Iconic and highly desirable: the Ferrari F40

Ferrari F40 was the poster car for any Eighties-born petrolhead, and the magnificent car still belongs on the walls. What more can be said, that has not already been said about this epic car!

Created in 1987 as a successor to the 288 GTO, the sleek mid-engined berlinetta celebrated Ferrari’s 40th anniversary. It was also the last vehicle to be personally launched by Enzo Ferrari himself. 

A masterpiece of engineering and style, the F40’s development was shrouded in secrecy, which made its reveal all the more memorable. Ermanno Bonfiglioli, who worked as Ferrari’s Head of Special Projects, recalled “I have never experienced a presentation like that of the F40. When the car was unveiled, a buzz passed through the room followed by thunderous applause,”. “No one, except for close associates of Enzo Ferrari, had yet seen it.” After just 13 months of development, the F40 was ready for the road, which was an unusually quick turnaround.

Production of the engine started in June 1986. The F40’s 8-cylinder twin-turbo produced 478-hp, but several innovations enabled the F40 to become the first production Ferrari to exceed 320 km/h (198 mph).

In 1984, Ferrari-factory engineers had locked their sights on a target in the FIA Group B group, the Porsche 959. The Germans had built the world’s fasted street-legal production car (it hit 197 mph), and it hadn’t gone unnoticed by the team at Ferrari. However, in 1986 when the FIA eliminated Group B, Enzo was left with five 288 GTO Evoluzione development cars and nowhere to race them. He (thankfully) decided to blow out the production and make it a road-legal machine.

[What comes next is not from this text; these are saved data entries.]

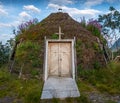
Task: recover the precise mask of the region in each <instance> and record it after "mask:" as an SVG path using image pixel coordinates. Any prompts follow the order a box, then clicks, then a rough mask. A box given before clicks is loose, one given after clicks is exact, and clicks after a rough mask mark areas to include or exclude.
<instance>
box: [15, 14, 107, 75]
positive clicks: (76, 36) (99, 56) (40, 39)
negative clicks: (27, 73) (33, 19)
mask: <svg viewBox="0 0 120 103" xmlns="http://www.w3.org/2000/svg"><path fill="white" fill-rule="evenodd" d="M59 26H61V28H62V32H63V33H64V35H62V39H73V38H74V37H75V38H76V52H77V66H78V68H84V69H92V68H99V67H100V66H102V65H105V58H104V54H103V52H102V50H101V46H100V43H99V42H102V41H101V39H99V40H98V39H97V38H98V37H96V36H94V35H93V34H92V33H91V32H90V31H88V30H87V29H85V28H84V27H82V26H81V24H80V23H79V22H77V21H75V20H74V19H72V18H71V17H70V16H69V15H68V14H67V13H62V12H58V13H52V14H50V15H49V16H48V17H47V18H45V19H43V20H42V21H41V22H39V23H37V24H36V25H32V26H30V27H29V28H28V29H27V30H25V31H23V32H22V33H20V34H19V35H18V37H17V40H20V39H21V38H22V40H23V42H21V44H20V45H19V46H18V49H17V51H16V59H15V60H16V62H17V63H18V64H19V61H20V62H21V67H22V64H24V67H23V68H25V70H27V69H28V68H29V67H31V68H32V67H33V68H34V67H35V68H38V69H39V68H41V69H42V68H43V61H44V59H43V58H44V37H45V36H46V38H53V39H54V38H57V35H56V34H55V33H57V32H58V28H59ZM27 65H28V66H27ZM30 65H32V66H30ZM32 72H33V71H32ZM33 74H34V72H33Z"/></svg>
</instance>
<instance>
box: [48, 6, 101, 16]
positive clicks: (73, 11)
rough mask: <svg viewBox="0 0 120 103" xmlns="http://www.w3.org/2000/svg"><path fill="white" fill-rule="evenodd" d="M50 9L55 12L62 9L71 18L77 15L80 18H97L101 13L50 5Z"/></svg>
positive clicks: (98, 11)
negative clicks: (52, 9)
mask: <svg viewBox="0 0 120 103" xmlns="http://www.w3.org/2000/svg"><path fill="white" fill-rule="evenodd" d="M48 8H52V9H54V10H58V8H62V10H63V11H65V12H67V13H69V14H70V15H71V16H76V15H80V16H86V15H89V16H95V15H96V14H99V13H101V11H98V10H95V9H83V10H80V9H77V8H70V7H67V6H59V5H57V4H48Z"/></svg>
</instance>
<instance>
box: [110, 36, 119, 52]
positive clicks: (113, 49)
mask: <svg viewBox="0 0 120 103" xmlns="http://www.w3.org/2000/svg"><path fill="white" fill-rule="evenodd" d="M117 49H120V38H119V39H118V40H117V41H116V42H115V43H114V44H113V45H112V47H111V50H112V51H117Z"/></svg>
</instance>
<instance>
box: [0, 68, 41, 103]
mask: <svg viewBox="0 0 120 103" xmlns="http://www.w3.org/2000/svg"><path fill="white" fill-rule="evenodd" d="M42 86H43V81H42V80H39V79H32V78H31V79H26V80H23V79H18V77H17V76H13V75H11V74H10V73H9V72H8V71H7V70H0V98H4V97H7V96H8V97H15V98H16V99H15V100H14V101H13V102H16V100H17V99H21V100H22V102H23V103H39V101H40V95H41V91H42Z"/></svg>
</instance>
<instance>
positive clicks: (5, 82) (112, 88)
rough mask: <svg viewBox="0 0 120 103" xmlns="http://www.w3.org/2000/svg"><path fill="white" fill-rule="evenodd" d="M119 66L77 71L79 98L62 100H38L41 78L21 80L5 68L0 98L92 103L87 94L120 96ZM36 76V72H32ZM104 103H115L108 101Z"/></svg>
mask: <svg viewBox="0 0 120 103" xmlns="http://www.w3.org/2000/svg"><path fill="white" fill-rule="evenodd" d="M119 67H120V64H119V63H110V64H109V65H108V66H107V67H106V68H101V69H92V70H84V69H81V68H79V71H78V80H77V84H78V88H79V90H80V93H81V96H80V97H78V98H66V99H63V100H60V99H55V98H54V99H52V100H40V96H41V92H42V87H43V80H42V79H41V78H33V77H31V78H29V79H28V78H21V79H18V76H17V75H13V74H10V73H9V72H8V71H7V69H5V67H3V68H1V69H0V98H5V97H11V98H12V97H14V98H15V99H14V101H13V103H16V102H18V101H21V102H22V103H48V101H49V103H92V102H91V101H90V100H89V98H88V94H87V93H91V92H97V93H99V94H103V93H107V94H109V95H120V76H119V75H120V69H119ZM32 74H33V75H36V74H37V72H36V71H32ZM106 103H115V101H112V100H108V101H106Z"/></svg>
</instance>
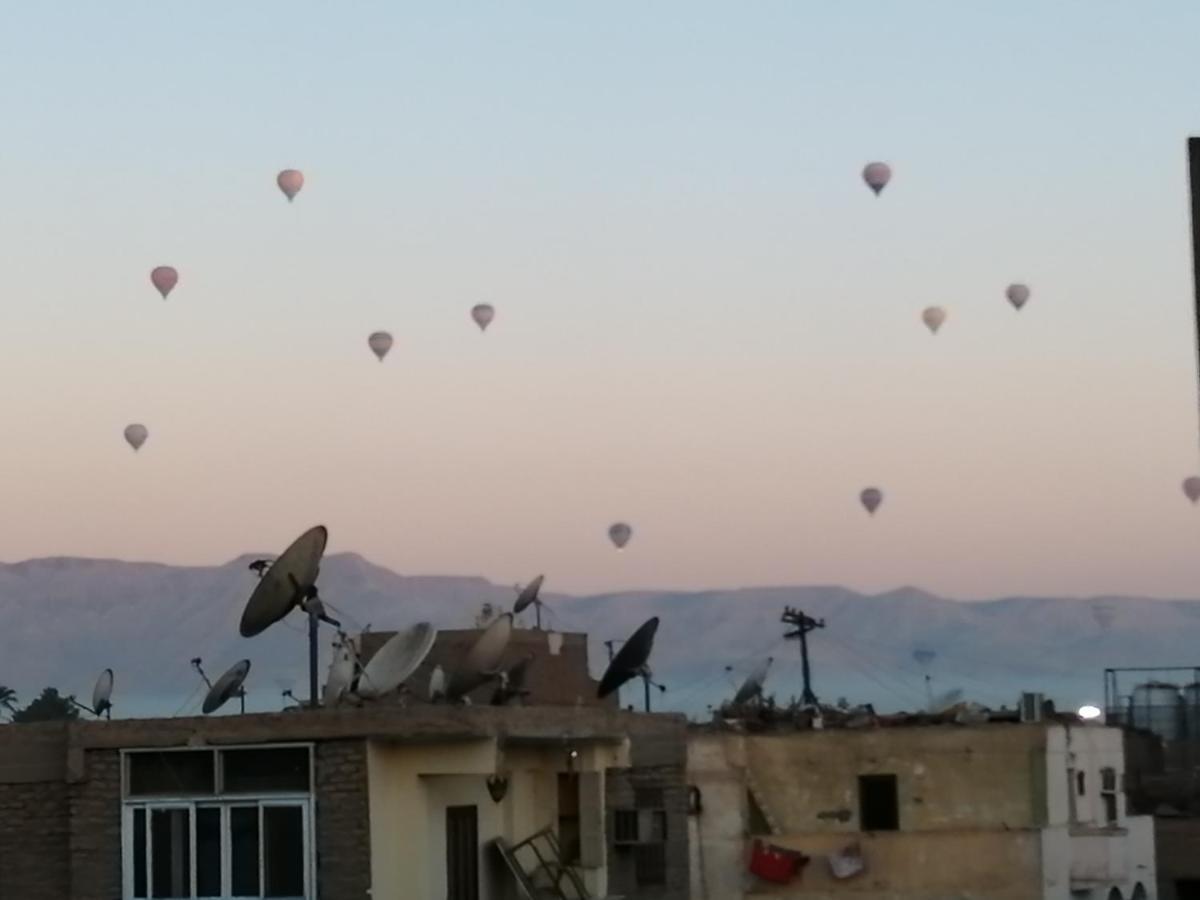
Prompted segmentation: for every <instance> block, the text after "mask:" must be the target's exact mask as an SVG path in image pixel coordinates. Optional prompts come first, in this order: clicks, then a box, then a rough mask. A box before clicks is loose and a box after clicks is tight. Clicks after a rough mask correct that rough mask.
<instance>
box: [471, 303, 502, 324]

When debuted, Ferrari pledged a limited production run of 400 units. The price per each rolling work of art? $400,000, which was about five times the price of the preceding 288 GTO. (Today, that would be about $900,000, if the 1987 price was adjusted for inflation.) Understandably, far more than 400 clients wanted an F40, so after that self-imposed production cap was reached, Ferrari just kept building units. When all was said and done, 1,315 F40s were made, 213 of which reached the United States.